Micah could not stop her, and she hurried along the brook, past the mission house and up to the grass shack into which she saw Abner Hale disappear in tottering rage. "Reverend Hale!" she pleaded. "I am sorry that . . ."

He looked out from his shack and saw a woman who seemed much like Noelani, more like Rafer Hoxworth, and she was his son's wife. "Abomination!" he rasped. "Whore! Contaminator of the islands!" And as she gazed in horror, he limped over to the wall, reached up and ceremoniously ripped away the pencil sketch of his elder son. Tearing it into shreds, he threw them at Malama, whimpering, "Take him from Lahaina. He is unclean."

Those were the circumstances under which Micah Hale, most brilliant of the mission children, resigned from the ministry and became partner with Captain Rafer Hoxworth, a man he feared and who hated him, but they formed a brilliant pair--Hoxworth bold and daring, Hale most far-seeing of the Hawaii traders--and in time all ports in the Pacific became familiar with the trim ships which flew the blue flag of the H & H line.

IV

From the Starving Village

IN THE YEAR 817, when King Tamatoa VI of Bora Bora and his brother Teroro fled to Havaiki-of-the-North, there to establish a new society, the northern sections of China were ravaged by an invading horde of Tartars whose superior horsemanship, primitive moral courage and lack of hesitation in applying brute force quickly overwhelmed the more sophisticated Chinese, who vainly and at times only half-heartedly tried to resist them. As the difficult years passed, Peking fell, and the coastal cities, and it became apparent that the Tartars had entered China to stay.

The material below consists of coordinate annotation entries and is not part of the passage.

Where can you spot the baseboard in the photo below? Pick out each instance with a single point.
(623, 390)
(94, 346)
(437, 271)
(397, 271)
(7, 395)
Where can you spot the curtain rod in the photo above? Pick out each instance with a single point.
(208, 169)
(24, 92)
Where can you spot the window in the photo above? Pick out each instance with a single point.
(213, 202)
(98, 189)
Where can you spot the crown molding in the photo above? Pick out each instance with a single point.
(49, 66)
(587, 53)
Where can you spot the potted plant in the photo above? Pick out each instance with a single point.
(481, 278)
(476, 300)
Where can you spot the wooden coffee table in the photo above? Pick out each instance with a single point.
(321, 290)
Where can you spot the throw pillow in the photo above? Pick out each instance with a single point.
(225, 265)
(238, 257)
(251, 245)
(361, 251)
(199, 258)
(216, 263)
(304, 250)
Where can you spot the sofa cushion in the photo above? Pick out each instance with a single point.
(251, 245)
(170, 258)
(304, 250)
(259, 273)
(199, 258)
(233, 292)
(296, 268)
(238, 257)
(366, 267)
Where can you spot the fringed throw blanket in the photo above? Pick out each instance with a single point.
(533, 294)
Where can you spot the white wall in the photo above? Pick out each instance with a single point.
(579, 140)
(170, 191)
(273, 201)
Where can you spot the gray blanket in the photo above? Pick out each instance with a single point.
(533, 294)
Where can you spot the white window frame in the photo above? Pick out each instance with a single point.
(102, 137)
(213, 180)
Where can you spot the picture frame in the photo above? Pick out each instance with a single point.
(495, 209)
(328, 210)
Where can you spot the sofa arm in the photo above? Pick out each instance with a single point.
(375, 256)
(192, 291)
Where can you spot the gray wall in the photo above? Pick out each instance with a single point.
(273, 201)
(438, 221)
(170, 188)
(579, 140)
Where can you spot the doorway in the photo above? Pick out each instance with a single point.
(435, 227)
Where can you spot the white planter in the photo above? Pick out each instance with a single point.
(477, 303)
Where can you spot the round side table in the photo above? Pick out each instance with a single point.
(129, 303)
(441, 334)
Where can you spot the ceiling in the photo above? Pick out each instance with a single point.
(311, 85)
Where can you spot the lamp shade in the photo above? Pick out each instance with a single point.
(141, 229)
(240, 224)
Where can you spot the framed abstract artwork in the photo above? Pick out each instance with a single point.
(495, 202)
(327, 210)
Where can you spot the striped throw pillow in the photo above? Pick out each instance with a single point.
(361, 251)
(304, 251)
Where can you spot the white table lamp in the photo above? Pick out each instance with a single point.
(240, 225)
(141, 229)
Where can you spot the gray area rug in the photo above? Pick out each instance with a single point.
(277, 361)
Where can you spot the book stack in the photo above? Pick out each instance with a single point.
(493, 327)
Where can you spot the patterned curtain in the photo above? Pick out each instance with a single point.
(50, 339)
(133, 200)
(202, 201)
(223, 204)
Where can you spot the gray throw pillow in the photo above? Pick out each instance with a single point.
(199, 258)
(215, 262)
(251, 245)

The effect of the invasion fell most heavily upon the great Middle Kingdom, the heartland of China, for it was these lush fields and rich cities that the Tartars sought, so toward the middle of the century they dispatched an army southward to invest HunanProvince, some three hundred and fifty miles below Peking and south of the Yellow River. In Hunan at this time there lived a cohesive body of Chinese known by no special name, but different from their neighbors. They were taller, more conservative, spoke a pure ancient language uncontaminated by modern flourishes, and were remarkably good farmers. When the Tartar pressures fell heavily upon their immediate neighbors to the north, those neighbors supinely accepted the invaders, and this embittered the group of which I now wish to speak.

In a mountain village, in the year 856, the farmer Char Ti Chong, a tall, thin man with handsome high-boned face and a profusion of black hair which he wore in an unruly manner, swore to his wife Nyuk Moi, "We will not surrender these good lands to the barbarians."

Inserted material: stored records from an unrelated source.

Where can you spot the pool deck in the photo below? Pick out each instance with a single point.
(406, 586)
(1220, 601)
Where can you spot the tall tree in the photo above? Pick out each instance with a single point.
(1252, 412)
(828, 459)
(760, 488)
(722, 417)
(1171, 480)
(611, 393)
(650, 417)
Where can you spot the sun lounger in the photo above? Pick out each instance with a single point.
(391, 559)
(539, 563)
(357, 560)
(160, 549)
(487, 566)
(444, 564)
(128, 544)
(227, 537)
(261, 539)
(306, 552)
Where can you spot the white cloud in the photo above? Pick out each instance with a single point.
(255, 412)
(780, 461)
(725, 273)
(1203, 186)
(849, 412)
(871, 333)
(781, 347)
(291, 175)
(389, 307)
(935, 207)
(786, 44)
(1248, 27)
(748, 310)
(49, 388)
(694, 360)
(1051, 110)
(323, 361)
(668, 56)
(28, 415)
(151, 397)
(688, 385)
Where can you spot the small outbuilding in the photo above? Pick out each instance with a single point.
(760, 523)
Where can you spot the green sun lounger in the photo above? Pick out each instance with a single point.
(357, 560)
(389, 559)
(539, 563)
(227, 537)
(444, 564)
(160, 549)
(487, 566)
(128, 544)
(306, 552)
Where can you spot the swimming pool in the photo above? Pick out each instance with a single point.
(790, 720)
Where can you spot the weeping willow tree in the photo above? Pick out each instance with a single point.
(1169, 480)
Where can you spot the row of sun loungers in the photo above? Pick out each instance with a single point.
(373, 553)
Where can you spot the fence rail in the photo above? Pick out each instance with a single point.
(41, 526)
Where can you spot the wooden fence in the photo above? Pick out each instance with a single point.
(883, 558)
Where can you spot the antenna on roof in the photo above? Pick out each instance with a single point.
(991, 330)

"What can you do?" his stolid, sensible wife countered, for in her twenty-three years with Char she had heard some fairly far-reaching promises, most of which had come to nothing.

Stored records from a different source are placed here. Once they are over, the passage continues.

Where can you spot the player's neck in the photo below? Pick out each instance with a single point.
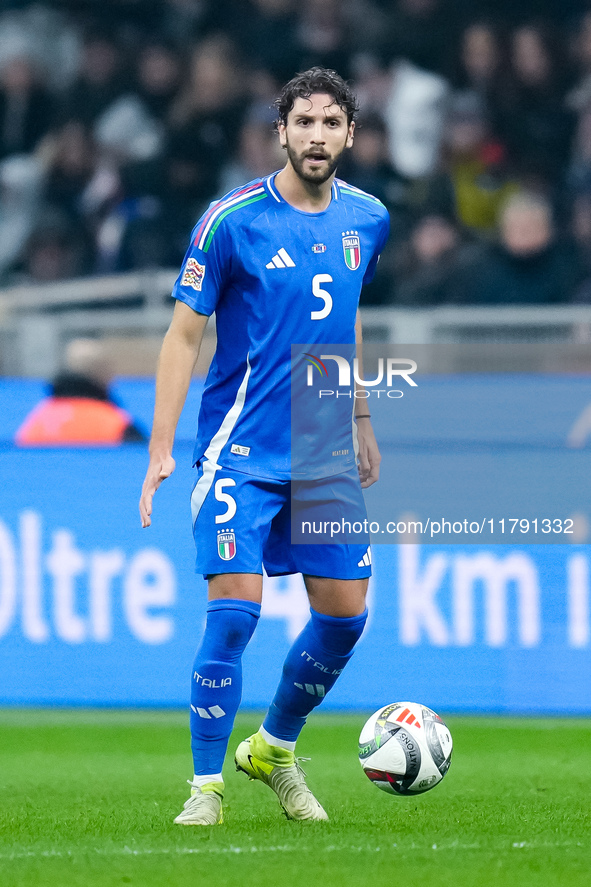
(305, 196)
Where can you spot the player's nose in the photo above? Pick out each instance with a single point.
(318, 134)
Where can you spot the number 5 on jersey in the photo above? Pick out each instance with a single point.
(326, 297)
(228, 500)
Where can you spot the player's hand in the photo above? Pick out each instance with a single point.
(368, 461)
(159, 469)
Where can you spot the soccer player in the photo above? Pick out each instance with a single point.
(280, 261)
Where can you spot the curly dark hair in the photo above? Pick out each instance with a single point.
(316, 80)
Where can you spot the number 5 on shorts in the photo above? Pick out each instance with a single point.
(228, 500)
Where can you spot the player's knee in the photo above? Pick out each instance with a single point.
(230, 625)
(338, 634)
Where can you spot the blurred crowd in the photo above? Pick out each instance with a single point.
(120, 120)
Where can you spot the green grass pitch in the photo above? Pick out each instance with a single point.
(88, 798)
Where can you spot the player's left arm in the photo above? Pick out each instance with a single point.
(368, 460)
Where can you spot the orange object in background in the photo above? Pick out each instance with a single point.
(74, 421)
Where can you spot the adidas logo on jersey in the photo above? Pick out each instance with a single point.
(365, 560)
(281, 260)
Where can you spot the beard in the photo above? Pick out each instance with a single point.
(314, 176)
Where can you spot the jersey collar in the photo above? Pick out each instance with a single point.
(269, 183)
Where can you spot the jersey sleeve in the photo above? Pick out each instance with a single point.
(205, 271)
(383, 232)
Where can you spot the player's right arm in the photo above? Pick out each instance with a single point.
(178, 356)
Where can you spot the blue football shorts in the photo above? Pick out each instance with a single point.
(242, 523)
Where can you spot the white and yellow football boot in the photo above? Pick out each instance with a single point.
(279, 769)
(204, 807)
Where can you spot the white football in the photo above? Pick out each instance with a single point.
(405, 748)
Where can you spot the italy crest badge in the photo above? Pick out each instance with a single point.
(226, 544)
(352, 249)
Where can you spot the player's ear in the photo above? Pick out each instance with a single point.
(349, 141)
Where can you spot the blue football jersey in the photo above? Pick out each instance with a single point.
(275, 276)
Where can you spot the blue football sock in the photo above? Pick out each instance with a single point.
(216, 680)
(316, 659)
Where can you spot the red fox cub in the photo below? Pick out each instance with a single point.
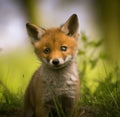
(54, 88)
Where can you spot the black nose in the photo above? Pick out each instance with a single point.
(55, 62)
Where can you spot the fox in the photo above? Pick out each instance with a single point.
(54, 88)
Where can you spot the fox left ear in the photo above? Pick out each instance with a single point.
(71, 26)
(35, 32)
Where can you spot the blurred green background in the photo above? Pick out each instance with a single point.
(98, 56)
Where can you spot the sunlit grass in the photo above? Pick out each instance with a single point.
(100, 80)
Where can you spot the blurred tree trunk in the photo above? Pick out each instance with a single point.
(110, 18)
(31, 10)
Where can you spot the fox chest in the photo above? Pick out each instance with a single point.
(58, 86)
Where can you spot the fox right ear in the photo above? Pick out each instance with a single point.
(71, 26)
(35, 32)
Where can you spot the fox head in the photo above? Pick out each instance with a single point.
(55, 47)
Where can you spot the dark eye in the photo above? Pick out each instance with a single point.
(46, 50)
(63, 48)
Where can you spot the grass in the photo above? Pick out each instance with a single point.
(100, 80)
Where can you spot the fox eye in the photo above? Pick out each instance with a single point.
(46, 50)
(63, 48)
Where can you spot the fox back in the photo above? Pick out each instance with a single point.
(56, 82)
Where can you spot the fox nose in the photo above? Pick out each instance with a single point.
(55, 62)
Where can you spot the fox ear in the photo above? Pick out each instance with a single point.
(71, 26)
(35, 32)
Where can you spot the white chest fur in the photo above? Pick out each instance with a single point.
(59, 82)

"We will resist them!" Char proposed.

"With grain stalks as an army?" Nyuk Moi asked wearily. She was a thin, angular woman who seemed always on the verge of complaining, but her life was so difficult that she rarely wasted her strength in whining. Her hopeful father had named her after the most beautiful object he had seen, a scintillating pendant resting among a rich man's jewels; unfortunately, she had not lived up to this name, Nyuk Moi, Plum Jade, but she possessed what was better than beauty: an absolutely realistic evaluation of life. "So you are determined to fight the invaders?" she asked.

"We will destroy them!" her husband repeated stoutly, certain that his boasts had already made his lands more secure.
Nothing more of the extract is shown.